Output in 1-bit-color mode

Does Retrobatch have a 1-bit-color output option? The one that Photoshop calls “bitmap” – each pixel either black or white, no grayscale in between?

To be specific: Grayscale images with a threshold or a matching color profile won’t do the job. Those look like 1-bit, but technically still are 8-bit (or more) will get rasterized when processed for print, resulting in jaggy lines.

Adobe handles 1-bit-images separately and offers higher resolution and different compression for PDF embedding. Without getting into politics here, I’m looking into Adobe alternatives, and the Affinity suite completely lacks 1-bit-color support, even as an export option.

Try the “Indexed PNG” node before a Write node, and change the Colors: option to "2’. That should do the trick.

Also - make sure the “Keep original type” is set for the Convert to: option.

I’m afraid that doesn’t work. I’ll start at the end: “Keep original type” doesn’t matter. The original image is a grayscale TIFF, and “keeping it original” turns it into a PNG nonetheless, since the previous step was “Indexed PNG”. But setting Convert to: TIFF works too, with identical result:

The result is an image with indexed colours, just as the node suggests. I should have emphasized the “for print” better, because here’s the problem: the indexed colour has no meaning for print and is treated like RGB black: it gets converted to CMYK during PDF export or RIP and ends as C:83%/M:73%/Y:62%/K:88% (in my test, depending on colour profile) – a bit (or actually pretty much) of everything. A 1-bit image for print (like Photoshop’s so-called “bitmap” images) should be 100% black only.

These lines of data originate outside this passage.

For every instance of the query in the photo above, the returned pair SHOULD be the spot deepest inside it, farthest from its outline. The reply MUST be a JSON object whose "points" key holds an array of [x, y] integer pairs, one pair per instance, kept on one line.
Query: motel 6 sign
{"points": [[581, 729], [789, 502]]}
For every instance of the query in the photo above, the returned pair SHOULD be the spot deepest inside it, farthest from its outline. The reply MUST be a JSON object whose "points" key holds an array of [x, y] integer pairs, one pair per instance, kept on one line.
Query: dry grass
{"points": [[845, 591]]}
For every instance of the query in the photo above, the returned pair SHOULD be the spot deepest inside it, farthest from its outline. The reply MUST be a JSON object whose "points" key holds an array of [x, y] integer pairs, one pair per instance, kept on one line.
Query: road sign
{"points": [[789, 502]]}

I think I’m following you here, and RB won’t be able to help you out right now. But I’ll consider it a feature request.

For the 1-bit image, a “bitmap” image is just raw data from Photoshop? Or are you saving it as a 1-bit TIFF or BMP?

“Bitmap” in Photoshop is a colour mode in itself; you’d have to go through Mode > Grayscale first to strip all the colours, then choose Mode > Bitmap (screenshots are in German, but you’ll get the idea) to strip everything else. In the next step you get prompted for how you want to reduce it from 256 shades of gray to black and white: by threshold, via rasterization or dithering. This does pretty much the same as a RIP does, which is why print-ready 1-bit images won’t be further rasterized during but just get passed through.

The file can then be saved in several formats, but TIFF for print and PNG for web use are the most common.

I’ll be looking forward to this feature. In the meantime, GraphicConverter will do the job, though not nearly as elegantly. Thanks!